料理教室もレシピも参考になるし大きなヒントにはなるのだけれど。どんなにイージーでもテイスティでも、けっきょく思い出したり見直したりするのさえできないズボラな性分。
おいしくなくても失敗しても、もしかしたら、たくさんの人と同じメニューや味を求めていないのかもしれない。料理にもわたし(またはウチらしさ)を求めていて、言いかえればイタリアの人たち寄りの考えを持つのかもしれない。この5年ほど毎年「旅する土鍋」でイタリアの各地方をまわっていると感じることがあって、文字や量のレシピが少なくてほとんど口頭。「これは我が家のオリジナルだから!」「我が家の味だから!」という見えないレシピがたくさんあるのです。
イタリアの家庭料理、郷土料理を紹介してもらったり(日本のそれを紹介したり)するのですが、とにかくその背景や自分の考えを伝承するべくしゃべるしゃべる。またその逆で、日本食についても質問や感想を言う言う。食材がなければ代用したり、どうにかなるさ!と料理がとにかく軽快。そのわりに鍋の質やサイズが変わるとできないかもしれないと保守的だったり、かわいらしさを醸し出す。たまにレシピがあっても結構テキトウだったり、大いに間違えていたり、欠損していたりする(笑)。それでも「ケ・サラサラ」。
彼らには“教えたいこと”でなく“伝えたいこと”があるからで、そこにはメジャーとマイナー、あるいは損得というものさしを持たない。マイナーという言葉にはネガティブなイメージがあるかもしれないけれど、料理に限らず“伝えたいこと”はマイナーでいいのかもしれない。

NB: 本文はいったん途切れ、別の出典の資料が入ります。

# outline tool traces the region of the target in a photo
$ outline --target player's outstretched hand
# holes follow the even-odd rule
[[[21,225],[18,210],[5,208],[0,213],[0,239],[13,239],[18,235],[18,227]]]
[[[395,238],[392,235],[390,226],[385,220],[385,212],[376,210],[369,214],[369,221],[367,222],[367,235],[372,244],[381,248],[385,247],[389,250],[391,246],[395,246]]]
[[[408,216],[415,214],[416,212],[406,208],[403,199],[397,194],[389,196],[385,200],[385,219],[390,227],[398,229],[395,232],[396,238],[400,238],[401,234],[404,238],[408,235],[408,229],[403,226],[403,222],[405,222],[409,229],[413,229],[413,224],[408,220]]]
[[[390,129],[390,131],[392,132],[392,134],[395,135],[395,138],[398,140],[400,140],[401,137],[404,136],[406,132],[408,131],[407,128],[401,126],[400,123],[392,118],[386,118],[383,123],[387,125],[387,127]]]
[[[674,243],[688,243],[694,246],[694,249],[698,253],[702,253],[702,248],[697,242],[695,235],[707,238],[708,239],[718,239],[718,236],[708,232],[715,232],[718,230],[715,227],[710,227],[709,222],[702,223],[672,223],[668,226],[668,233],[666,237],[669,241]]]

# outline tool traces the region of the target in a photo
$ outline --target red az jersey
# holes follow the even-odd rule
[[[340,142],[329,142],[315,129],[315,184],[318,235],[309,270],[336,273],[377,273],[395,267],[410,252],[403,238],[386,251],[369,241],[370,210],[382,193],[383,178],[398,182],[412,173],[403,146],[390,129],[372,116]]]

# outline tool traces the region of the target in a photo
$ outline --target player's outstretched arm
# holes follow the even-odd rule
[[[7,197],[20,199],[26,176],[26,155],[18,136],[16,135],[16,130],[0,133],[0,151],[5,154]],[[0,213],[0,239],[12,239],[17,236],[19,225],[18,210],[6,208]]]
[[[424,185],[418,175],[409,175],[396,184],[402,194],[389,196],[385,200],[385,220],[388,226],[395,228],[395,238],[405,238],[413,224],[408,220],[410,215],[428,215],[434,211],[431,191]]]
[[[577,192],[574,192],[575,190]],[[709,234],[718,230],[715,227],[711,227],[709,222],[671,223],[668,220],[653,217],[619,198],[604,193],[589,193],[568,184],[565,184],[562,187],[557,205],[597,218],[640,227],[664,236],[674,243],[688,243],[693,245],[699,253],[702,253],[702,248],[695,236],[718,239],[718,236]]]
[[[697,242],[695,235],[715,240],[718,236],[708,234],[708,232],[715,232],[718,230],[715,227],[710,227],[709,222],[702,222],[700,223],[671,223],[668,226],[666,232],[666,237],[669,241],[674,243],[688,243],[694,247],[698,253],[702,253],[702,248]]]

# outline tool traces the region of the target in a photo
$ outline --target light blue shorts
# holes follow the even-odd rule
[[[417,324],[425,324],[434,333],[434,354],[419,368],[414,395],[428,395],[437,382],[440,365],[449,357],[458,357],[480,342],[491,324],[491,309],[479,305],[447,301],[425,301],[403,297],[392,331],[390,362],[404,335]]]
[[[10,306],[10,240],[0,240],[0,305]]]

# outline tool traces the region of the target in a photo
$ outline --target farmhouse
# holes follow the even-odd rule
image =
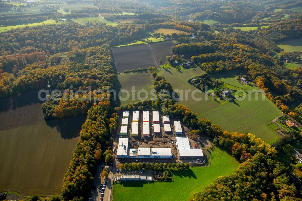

⇒次回「旅する土鍋 2018夏」2.それでも地球はまわる につづく
2018年もミラノの師匠アトリエ居候を拠点とし、師匠の海の家リグーリア州、マルケ州での土鍋料理ワークショップ、別の街では土鍋のグループ展、ボローニャ郊外、トスカーナ、そして去年につづきカラブリア州、プーリア州を予定しています。今年の変わり種は、ミラノから北に足を延ばしフランス人の友人が待つローザンヌへ20年ぶりの訪問予定です。